Se está discutiendo un proyecto de ley propuesto por el nacionalismo para establecer el principio de reciprocidad de visado. En pocas palabras, se quiere que el Perú exija visa a los turistas provenientes de todos aquellos países que se la exigen a los peruanos para entrar a sus territorios. Según un funcionario de la cancillería, esto sería un “acto de dignidad”.

El tema, no obstante, es más complejo de lo que se pinta. Las visas no solo le complican la vida a los extranjeros a quienes se les exige tramitarlas, sino también a los nacionales cuyos negocios dependen del turismo. Si viajar al Perú se volviese más difícil y costoso, es esperable que menos turistas llegasen por estos lares, lo que afectaría a su vez a muchos negocios peruanos (y tengamos en cuenta que exigir visa a los turistas estadounidenses y europeos pondría trabas a más del 30% del flujo turístico que recibimos).

Lo cierto es que aplicar el principio de reciprocidad equivale a que nuestro gobierno le diga a los de otros países: “Si ustedes deciden hacerle más dura la vida a sus ciudadanos que se dedican al negocio del turismo, yo, en reciprocidad, voy a complicarle la vida a los míos”. Un sinsentido envuelto en papel de regalo populista.

Exigir visado, en todo caso, podría tener algún sentido si se tratase de ciudadanos de países que podrían representar algún tipo de riesgo para la seguridad interna (por ejemplo, no debería extrañarnos que, siendo el Perú el principal exportador de coca del mundo, varias naciones aún pidan visa a nuestros compatriotas). Pero si no tenemos ese tipo de reparo con los turistas de una nación, mejor dejemos las cosas como están.

Hay, en todo caso, una mejor “dignidad” que defender. Aquella que nos llena el pecho cuando vemos cómo nuestra industria turística vuelve prósperos a los peruanos y cuando mostramos al mundo las maravillas que tiene el Perú. Y esa se defiende abriendo las puertas al extranjero.

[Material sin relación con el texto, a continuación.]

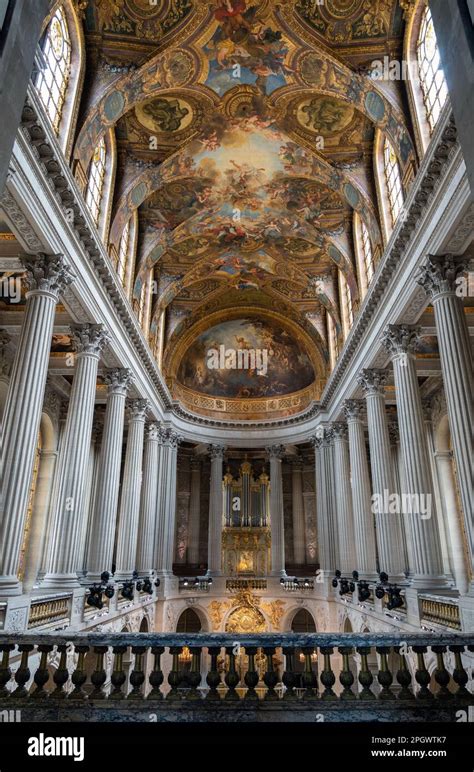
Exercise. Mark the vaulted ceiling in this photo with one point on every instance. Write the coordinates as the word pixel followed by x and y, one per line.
pixel 245 135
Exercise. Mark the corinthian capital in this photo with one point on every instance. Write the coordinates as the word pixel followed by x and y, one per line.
pixel 119 380
pixel 439 274
pixel 372 381
pixel 152 432
pixel 138 409
pixel 47 273
pixel 215 451
pixel 276 451
pixel 89 338
pixel 353 409
pixel 400 339
pixel 339 430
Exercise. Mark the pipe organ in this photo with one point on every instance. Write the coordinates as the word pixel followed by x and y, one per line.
pixel 246 523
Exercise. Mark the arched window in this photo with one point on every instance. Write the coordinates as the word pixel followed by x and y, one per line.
pixel 347 308
pixel 124 248
pixel 55 70
pixel 366 252
pixel 393 180
pixel 432 80
pixel 95 185
pixel 333 341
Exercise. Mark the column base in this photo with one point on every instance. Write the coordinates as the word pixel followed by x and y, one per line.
pixel 368 576
pixel 60 582
pixel 10 585
pixel 122 576
pixel 428 582
pixel 396 578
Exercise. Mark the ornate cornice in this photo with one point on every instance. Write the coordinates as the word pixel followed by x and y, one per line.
pixel 137 409
pixel 400 339
pixel 89 339
pixel 47 273
pixel 118 380
pixel 438 274
pixel 353 409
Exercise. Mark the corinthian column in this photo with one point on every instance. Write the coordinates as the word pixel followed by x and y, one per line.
pixel 326 517
pixel 101 545
pixel 214 567
pixel 388 518
pixel 167 512
pixel 194 513
pixel 47 277
pixel 149 499
pixel 298 511
pixel 345 514
pixel 439 278
pixel 276 453
pixel 131 488
pixel 400 341
pixel 361 495
pixel 89 340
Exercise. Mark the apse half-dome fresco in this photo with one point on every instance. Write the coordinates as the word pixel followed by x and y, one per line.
pixel 246 358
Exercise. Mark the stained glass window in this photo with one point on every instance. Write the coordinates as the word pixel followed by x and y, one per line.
pixel 95 186
pixel 432 81
pixel 53 77
pixel 393 180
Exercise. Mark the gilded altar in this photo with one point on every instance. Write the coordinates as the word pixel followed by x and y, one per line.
pixel 246 551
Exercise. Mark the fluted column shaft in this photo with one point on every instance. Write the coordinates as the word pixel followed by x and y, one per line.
pixel 47 277
pixel 388 516
pixel 101 545
pixel 214 567
pixel 439 278
pixel 361 494
pixel 299 551
pixel 345 513
pixel 194 513
pixel 131 489
pixel 328 552
pixel 148 508
pixel 170 462
pixel 401 340
pixel 277 529
pixel 89 340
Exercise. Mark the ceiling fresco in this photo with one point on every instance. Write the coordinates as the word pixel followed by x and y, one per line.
pixel 245 135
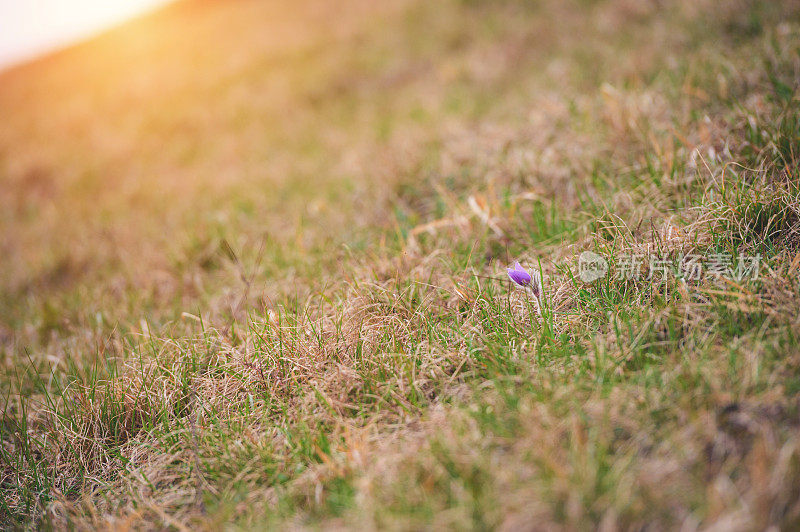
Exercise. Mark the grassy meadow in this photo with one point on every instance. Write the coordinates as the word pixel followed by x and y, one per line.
pixel 253 268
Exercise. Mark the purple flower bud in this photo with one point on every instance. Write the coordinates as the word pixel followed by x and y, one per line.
pixel 519 275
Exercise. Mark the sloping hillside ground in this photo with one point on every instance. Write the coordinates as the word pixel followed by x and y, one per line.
pixel 253 268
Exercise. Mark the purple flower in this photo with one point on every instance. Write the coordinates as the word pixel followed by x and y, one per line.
pixel 519 275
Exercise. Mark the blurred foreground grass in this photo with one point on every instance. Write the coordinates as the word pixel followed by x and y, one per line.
pixel 253 268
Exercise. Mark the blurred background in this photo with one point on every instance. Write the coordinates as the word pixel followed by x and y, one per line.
pixel 33 27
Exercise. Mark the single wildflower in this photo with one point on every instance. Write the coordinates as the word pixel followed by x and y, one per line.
pixel 520 276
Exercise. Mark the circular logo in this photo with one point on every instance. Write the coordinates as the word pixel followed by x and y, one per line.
pixel 591 266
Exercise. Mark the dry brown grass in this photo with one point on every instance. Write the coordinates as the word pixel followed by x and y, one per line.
pixel 260 283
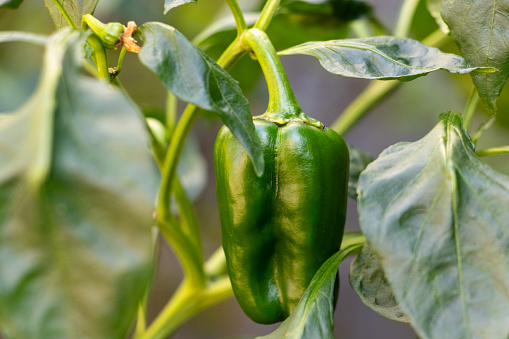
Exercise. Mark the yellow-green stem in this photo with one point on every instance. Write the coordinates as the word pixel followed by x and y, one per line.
pixel 65 14
pixel 281 97
pixel 470 108
pixel 99 58
pixel 185 303
pixel 493 151
pixel 405 18
pixel 237 14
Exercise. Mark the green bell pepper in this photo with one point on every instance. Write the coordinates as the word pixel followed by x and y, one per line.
pixel 280 228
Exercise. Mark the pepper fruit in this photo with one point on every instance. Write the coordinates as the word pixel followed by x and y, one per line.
pixel 278 229
pixel 108 33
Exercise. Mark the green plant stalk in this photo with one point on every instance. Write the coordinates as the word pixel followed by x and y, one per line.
pixel 190 259
pixel 405 18
pixel 239 17
pixel 118 69
pixel 352 238
pixel 184 240
pixel 171 112
pixel 281 97
pixel 493 151
pixel 232 54
pixel 216 265
pixel 470 108
pixel 188 301
pixel 65 14
pixel 99 58
pixel 185 303
pixel 268 12
pixel 376 91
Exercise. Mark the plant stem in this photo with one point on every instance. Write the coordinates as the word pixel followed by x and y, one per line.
pixel 233 53
pixel 118 69
pixel 171 112
pixel 493 151
pixel 100 59
pixel 281 97
pixel 268 12
pixel 190 259
pixel 65 14
pixel 405 18
pixel 237 14
pixel 216 265
pixel 352 239
pixel 470 108
pixel 376 91
pixel 185 303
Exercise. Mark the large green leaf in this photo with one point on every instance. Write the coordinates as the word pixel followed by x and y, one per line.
pixel 77 189
pixel 191 75
pixel 75 8
pixel 169 4
pixel 382 58
pixel 358 162
pixel 437 218
pixel 367 278
pixel 14 36
pixel 481 30
pixel 314 315
pixel 10 3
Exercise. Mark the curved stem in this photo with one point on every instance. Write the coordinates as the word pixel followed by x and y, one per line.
pixel 470 108
pixel 268 12
pixel 237 14
pixel 187 302
pixel 216 265
pixel 171 112
pixel 405 18
pixel 170 162
pixel 99 56
pixel 281 97
pixel 493 151
pixel 376 91
pixel 121 56
pixel 65 14
pixel 190 259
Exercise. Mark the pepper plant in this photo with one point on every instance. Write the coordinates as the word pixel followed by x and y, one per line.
pixel 88 181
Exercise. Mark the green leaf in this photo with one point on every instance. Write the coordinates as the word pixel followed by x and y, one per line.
pixel 436 216
pixel 367 278
pixel 192 76
pixel 382 58
pixel 10 3
pixel 13 36
pixel 75 8
pixel 358 162
pixel 480 29
pixel 434 7
pixel 169 4
pixel 77 190
pixel 314 315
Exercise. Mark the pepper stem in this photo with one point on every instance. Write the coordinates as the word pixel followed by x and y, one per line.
pixel 281 97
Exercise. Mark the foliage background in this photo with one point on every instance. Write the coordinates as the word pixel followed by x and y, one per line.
pixel 406 116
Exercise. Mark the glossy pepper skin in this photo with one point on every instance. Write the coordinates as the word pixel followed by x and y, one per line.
pixel 280 228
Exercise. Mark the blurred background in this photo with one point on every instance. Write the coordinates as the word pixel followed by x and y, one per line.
pixel 407 115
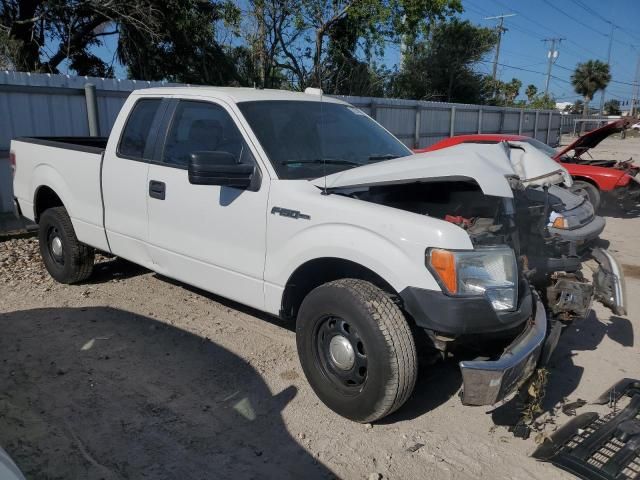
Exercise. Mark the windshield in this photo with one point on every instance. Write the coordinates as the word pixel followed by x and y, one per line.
pixel 542 146
pixel 307 140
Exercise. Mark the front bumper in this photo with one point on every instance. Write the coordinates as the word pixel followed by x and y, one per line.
pixel 608 282
pixel 456 316
pixel 486 382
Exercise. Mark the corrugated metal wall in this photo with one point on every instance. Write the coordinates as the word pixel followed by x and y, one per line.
pixel 54 105
pixel 34 104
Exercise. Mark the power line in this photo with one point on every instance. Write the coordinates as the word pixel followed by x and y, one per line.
pixel 573 18
pixel 553 56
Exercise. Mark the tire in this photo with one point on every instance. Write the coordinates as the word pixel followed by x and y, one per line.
pixel 67 260
pixel 589 191
pixel 381 342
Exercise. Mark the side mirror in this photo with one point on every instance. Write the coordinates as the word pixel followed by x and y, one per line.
pixel 219 168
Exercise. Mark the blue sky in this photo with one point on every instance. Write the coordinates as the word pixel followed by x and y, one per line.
pixel 583 23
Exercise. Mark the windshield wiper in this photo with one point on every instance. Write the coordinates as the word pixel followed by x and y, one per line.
pixel 385 156
pixel 320 161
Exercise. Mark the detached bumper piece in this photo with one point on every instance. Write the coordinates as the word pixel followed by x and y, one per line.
pixel 488 382
pixel 608 282
pixel 598 448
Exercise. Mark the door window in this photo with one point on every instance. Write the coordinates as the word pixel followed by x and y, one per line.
pixel 136 131
pixel 203 127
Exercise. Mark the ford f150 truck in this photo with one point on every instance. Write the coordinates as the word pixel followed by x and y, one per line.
pixel 302 206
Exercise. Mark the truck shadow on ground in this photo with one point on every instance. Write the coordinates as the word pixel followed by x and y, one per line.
pixel 564 374
pixel 114 269
pixel 583 335
pixel 436 384
pixel 103 393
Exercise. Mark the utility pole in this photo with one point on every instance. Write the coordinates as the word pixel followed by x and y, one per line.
pixel 553 56
pixel 604 90
pixel 501 29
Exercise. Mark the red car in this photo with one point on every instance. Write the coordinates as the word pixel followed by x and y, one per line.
pixel 594 177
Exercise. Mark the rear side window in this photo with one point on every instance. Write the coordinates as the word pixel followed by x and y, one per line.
pixel 136 131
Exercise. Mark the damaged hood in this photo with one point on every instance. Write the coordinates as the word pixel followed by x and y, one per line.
pixel 487 165
pixel 535 168
pixel 594 137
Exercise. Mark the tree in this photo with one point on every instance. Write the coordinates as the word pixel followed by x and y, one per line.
pixel 9 50
pixel 185 48
pixel 504 93
pixel 588 78
pixel 612 107
pixel 442 67
pixel 542 102
pixel 68 29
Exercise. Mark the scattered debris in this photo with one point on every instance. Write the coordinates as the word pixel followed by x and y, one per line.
pixel 606 447
pixel 415 447
pixel 569 409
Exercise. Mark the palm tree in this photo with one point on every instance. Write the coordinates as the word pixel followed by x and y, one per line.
pixel 588 78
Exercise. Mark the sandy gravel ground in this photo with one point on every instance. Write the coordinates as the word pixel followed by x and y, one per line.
pixel 135 376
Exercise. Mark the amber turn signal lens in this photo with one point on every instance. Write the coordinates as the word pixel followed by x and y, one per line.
pixel 444 263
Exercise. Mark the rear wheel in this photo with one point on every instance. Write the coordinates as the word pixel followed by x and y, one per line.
pixel 66 259
pixel 356 349
pixel 588 191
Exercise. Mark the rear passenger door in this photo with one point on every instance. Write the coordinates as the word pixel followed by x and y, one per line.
pixel 124 180
pixel 209 236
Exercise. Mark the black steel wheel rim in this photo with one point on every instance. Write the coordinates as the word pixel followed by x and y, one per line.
pixel 349 379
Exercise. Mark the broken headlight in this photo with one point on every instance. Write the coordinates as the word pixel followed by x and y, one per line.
pixel 490 271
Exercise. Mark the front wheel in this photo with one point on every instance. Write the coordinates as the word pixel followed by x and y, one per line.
pixel 356 349
pixel 66 259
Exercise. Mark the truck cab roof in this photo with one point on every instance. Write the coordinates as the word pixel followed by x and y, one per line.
pixel 237 94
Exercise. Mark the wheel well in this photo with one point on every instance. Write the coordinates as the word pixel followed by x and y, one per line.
pixel 316 272
pixel 587 180
pixel 45 198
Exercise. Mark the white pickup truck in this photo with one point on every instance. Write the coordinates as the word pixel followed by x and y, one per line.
pixel 302 206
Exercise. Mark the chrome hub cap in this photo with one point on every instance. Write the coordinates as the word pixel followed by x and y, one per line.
pixel 56 246
pixel 341 352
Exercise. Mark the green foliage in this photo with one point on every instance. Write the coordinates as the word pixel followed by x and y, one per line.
pixel 612 107
pixel 9 50
pixel 185 49
pixel 441 68
pixel 589 77
pixel 504 93
pixel 542 102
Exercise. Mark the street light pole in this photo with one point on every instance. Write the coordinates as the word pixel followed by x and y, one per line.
pixel 553 56
pixel 501 29
pixel 636 89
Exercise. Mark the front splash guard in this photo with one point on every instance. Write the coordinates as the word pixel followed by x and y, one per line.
pixel 608 282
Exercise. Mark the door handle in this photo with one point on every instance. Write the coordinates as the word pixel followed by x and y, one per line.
pixel 157 189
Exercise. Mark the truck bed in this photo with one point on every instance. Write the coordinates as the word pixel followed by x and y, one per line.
pixel 82 144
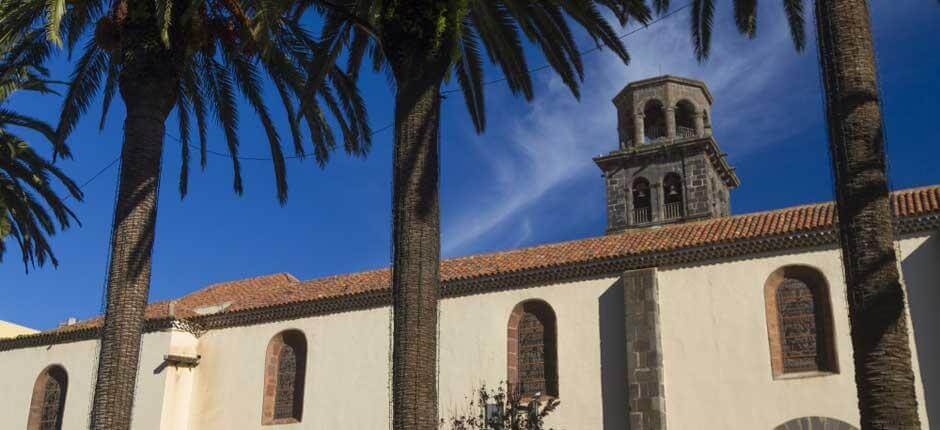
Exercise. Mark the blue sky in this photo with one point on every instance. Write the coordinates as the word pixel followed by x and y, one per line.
pixel 528 180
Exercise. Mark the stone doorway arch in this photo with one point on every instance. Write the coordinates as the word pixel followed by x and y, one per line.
pixel 815 423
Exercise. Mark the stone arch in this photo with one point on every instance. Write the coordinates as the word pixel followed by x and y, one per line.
pixel 654 120
pixel 686 112
pixel 285 368
pixel 47 405
pixel 532 350
pixel 673 201
pixel 799 322
pixel 642 199
pixel 815 423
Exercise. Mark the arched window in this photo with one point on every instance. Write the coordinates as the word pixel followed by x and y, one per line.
pixel 48 401
pixel 672 196
pixel 799 322
pixel 815 423
pixel 654 120
pixel 685 119
pixel 532 357
pixel 284 371
pixel 642 201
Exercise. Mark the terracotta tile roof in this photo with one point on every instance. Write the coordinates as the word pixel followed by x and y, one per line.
pixel 283 288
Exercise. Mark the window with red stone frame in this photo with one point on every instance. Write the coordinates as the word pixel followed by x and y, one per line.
pixel 284 375
pixel 799 323
pixel 48 400
pixel 532 350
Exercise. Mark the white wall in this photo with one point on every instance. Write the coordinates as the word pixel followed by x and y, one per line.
pixel 716 351
pixel 347 368
pixel 20 368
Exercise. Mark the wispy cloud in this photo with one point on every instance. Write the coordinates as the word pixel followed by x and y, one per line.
pixel 554 139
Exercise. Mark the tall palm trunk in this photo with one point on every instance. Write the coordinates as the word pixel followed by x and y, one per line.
pixel 877 310
pixel 416 259
pixel 148 98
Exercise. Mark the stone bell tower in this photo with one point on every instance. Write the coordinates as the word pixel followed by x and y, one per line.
pixel 668 168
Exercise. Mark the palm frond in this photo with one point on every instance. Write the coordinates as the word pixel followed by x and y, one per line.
pixel 469 70
pixel 703 12
pixel 55 10
pixel 83 87
pixel 794 12
pixel 745 17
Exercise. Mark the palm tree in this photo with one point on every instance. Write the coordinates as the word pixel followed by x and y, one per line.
pixel 421 44
pixel 197 57
pixel 877 310
pixel 29 206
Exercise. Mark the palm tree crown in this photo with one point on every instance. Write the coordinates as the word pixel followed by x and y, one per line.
pixel 216 52
pixel 467 33
pixel 29 206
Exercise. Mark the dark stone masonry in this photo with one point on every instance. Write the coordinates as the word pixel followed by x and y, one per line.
pixel 646 394
pixel 668 168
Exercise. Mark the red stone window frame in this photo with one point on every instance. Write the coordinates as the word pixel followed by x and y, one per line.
pixel 528 316
pixel 288 347
pixel 47 405
pixel 788 283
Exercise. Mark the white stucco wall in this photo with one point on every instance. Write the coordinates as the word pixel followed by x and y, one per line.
pixel 20 368
pixel 715 351
pixel 8 329
pixel 347 374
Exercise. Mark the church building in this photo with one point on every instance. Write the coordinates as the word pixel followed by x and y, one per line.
pixel 680 315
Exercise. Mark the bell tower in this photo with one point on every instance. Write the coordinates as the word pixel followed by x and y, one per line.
pixel 668 167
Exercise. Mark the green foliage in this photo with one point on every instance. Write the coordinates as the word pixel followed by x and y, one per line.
pixel 745 18
pixel 30 209
pixel 214 52
pixel 501 409
pixel 394 35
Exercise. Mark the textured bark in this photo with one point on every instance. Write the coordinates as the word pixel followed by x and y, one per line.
pixel 148 101
pixel 877 309
pixel 416 259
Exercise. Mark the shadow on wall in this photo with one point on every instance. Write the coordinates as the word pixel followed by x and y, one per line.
pixel 923 288
pixel 613 357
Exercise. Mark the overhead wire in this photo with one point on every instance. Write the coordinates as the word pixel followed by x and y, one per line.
pixel 388 126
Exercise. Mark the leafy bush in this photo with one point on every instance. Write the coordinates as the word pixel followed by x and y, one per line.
pixel 502 409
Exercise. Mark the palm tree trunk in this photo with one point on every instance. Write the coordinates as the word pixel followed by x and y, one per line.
pixel 416 255
pixel 132 234
pixel 877 309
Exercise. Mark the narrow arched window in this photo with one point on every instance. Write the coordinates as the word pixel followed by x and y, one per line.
pixel 284 375
pixel 642 201
pixel 48 400
pixel 654 120
pixel 673 207
pixel 532 350
pixel 685 119
pixel 799 321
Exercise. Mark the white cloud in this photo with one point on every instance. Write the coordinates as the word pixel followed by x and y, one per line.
pixel 554 139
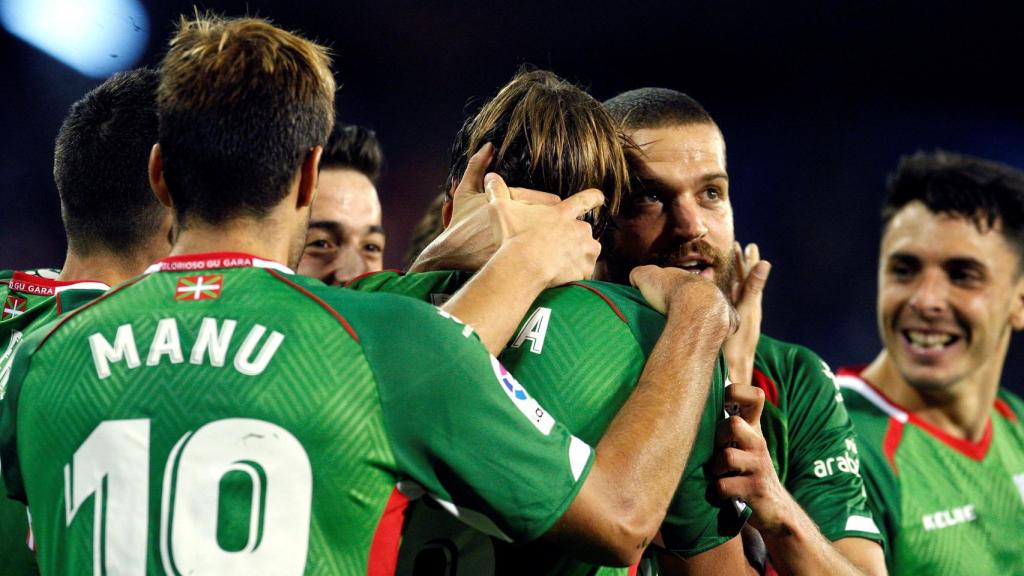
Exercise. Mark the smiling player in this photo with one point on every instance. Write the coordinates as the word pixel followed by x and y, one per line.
pixel 942 446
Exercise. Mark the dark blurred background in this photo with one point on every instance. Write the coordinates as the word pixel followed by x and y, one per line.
pixel 816 99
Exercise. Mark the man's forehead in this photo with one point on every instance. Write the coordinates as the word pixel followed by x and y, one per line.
pixel 942 236
pixel 688 145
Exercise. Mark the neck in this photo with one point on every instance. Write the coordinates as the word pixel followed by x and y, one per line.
pixel 961 410
pixel 263 238
pixel 102 266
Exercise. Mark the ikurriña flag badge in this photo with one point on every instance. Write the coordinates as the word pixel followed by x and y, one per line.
pixel 205 287
pixel 13 306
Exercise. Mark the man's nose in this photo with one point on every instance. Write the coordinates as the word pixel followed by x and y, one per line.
pixel 930 296
pixel 347 264
pixel 687 221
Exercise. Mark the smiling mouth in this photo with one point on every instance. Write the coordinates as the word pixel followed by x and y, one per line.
pixel 693 266
pixel 929 340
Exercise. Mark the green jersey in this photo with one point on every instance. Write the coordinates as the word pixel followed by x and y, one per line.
pixel 945 505
pixel 582 347
pixel 220 415
pixel 31 298
pixel 811 440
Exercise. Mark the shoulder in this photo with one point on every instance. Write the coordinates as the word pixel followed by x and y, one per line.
pixel 871 413
pixel 778 355
pixel 418 285
pixel 1010 405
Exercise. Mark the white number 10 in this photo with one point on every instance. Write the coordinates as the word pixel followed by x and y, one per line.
pixel 113 464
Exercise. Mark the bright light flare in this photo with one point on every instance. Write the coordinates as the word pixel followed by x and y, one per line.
pixel 95 37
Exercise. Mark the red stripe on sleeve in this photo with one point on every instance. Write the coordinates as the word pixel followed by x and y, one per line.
pixel 384 549
pixel 767 384
pixel 327 306
pixel 606 299
pixel 894 434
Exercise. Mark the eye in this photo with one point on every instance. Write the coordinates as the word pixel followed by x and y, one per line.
pixel 646 198
pixel 965 276
pixel 901 270
pixel 320 244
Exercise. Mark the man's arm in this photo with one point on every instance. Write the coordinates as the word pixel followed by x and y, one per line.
pixel 641 456
pixel 795 543
pixel 543 246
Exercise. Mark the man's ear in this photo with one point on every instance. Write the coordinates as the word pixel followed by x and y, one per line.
pixel 1017 307
pixel 308 176
pixel 449 204
pixel 157 181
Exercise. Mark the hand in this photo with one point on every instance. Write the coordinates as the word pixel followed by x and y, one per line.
pixel 747 293
pixel 669 288
pixel 742 463
pixel 470 239
pixel 551 239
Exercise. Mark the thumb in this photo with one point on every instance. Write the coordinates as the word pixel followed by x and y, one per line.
pixel 583 202
pixel 475 168
pixel 753 289
pixel 497 191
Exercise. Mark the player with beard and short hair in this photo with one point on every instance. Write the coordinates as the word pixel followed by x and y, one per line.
pixel 583 345
pixel 115 228
pixel 345 237
pixel 796 462
pixel 227 416
pixel 942 445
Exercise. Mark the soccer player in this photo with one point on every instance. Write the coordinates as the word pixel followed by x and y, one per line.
pixel 115 227
pixel 222 415
pixel 345 237
pixel 583 345
pixel 941 445
pixel 805 488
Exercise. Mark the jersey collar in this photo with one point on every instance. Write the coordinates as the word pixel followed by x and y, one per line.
pixel 31 284
pixel 854 379
pixel 214 260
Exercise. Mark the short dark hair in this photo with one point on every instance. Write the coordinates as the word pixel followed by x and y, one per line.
pixel 241 105
pixel 354 148
pixel 550 135
pixel 655 108
pixel 989 194
pixel 100 161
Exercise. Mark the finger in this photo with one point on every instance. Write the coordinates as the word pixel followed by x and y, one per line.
pixel 737 433
pixel 736 290
pixel 583 202
pixel 472 178
pixel 735 487
pixel 752 254
pixel 755 285
pixel 733 461
pixel 744 401
pixel 497 191
pixel 534 196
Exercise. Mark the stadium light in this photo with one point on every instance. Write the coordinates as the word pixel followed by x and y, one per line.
pixel 95 37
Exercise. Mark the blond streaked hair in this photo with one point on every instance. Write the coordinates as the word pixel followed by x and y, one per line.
pixel 241 104
pixel 549 135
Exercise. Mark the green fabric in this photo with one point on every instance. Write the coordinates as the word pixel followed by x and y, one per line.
pixel 812 441
pixel 942 508
pixel 316 429
pixel 39 310
pixel 581 350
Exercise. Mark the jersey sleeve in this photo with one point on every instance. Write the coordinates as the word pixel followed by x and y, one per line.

OTRA VEZ DESDE CERO El TC, el BCR y la defensoría siguen en riesgo.

La Junta de Portavoces del Congreso habría acordado el mecanismo de elección de los magistrados del Tribunal Constitucional (TC), el titular de la Defensoría del Pueblo y los directores del Banco Central de Reserva (BCR). Este consistiría en realizar una invitación (y no un concurso como algunos parlamentarios habrían planteado). Además, se decidió que no se formaría una comisión para designar a los candidatos y que los voceros de las bancadas realizarían las propuestas.

¿Qué diferencia hay con la forma en la que se venía tratando de elegir a los candidatos? Pues, la verdad, casi ninguna.

Por eso, vale la pena recordar que, antes de la tristemente llamada repartija, muchos de los mencionados cargos ya andaban vacantes por varios años por la incapacidad de las bancadas de ponerse de acuerdo en a quién invitar. Y recordemos también que la fórmula que les permitió llegar a un acuerdo incluyó la posibilidad de que algunos partidos llevasen a candidatos ciertamente impresentables. Y, por eso, pasó lo que lamentablemente pasó.

El sistema de elección ha dado muestras de no funcionar. Pese a ello, los congresistas se han tomado tres largos meses para decidir que nunca está de más intentar desafiar aquella conocida frase de Einstein que dicta que “la locura es seguir haciendo lo mismo y esperar resultados distintos”. Por eso, que no nos sorprenda que el proceso se vuelva a trabar o que, de nuevo, se sorprenda a la ciudadanía con algún candidato que no dé la talla.

En todo caso, la suerte parece que está echada en el Congreso. En ese escenario, se esperaría que el oficialismo, por lo menos, impulsase la elección más sencilla, la de los miembros del BCR que no requiere de mayoría calificada. Salvo, por supuesto, que sobreviva el acuerdo de votar por todos en bloque para que cada bancada pueda asegurarse su tajada de la torta.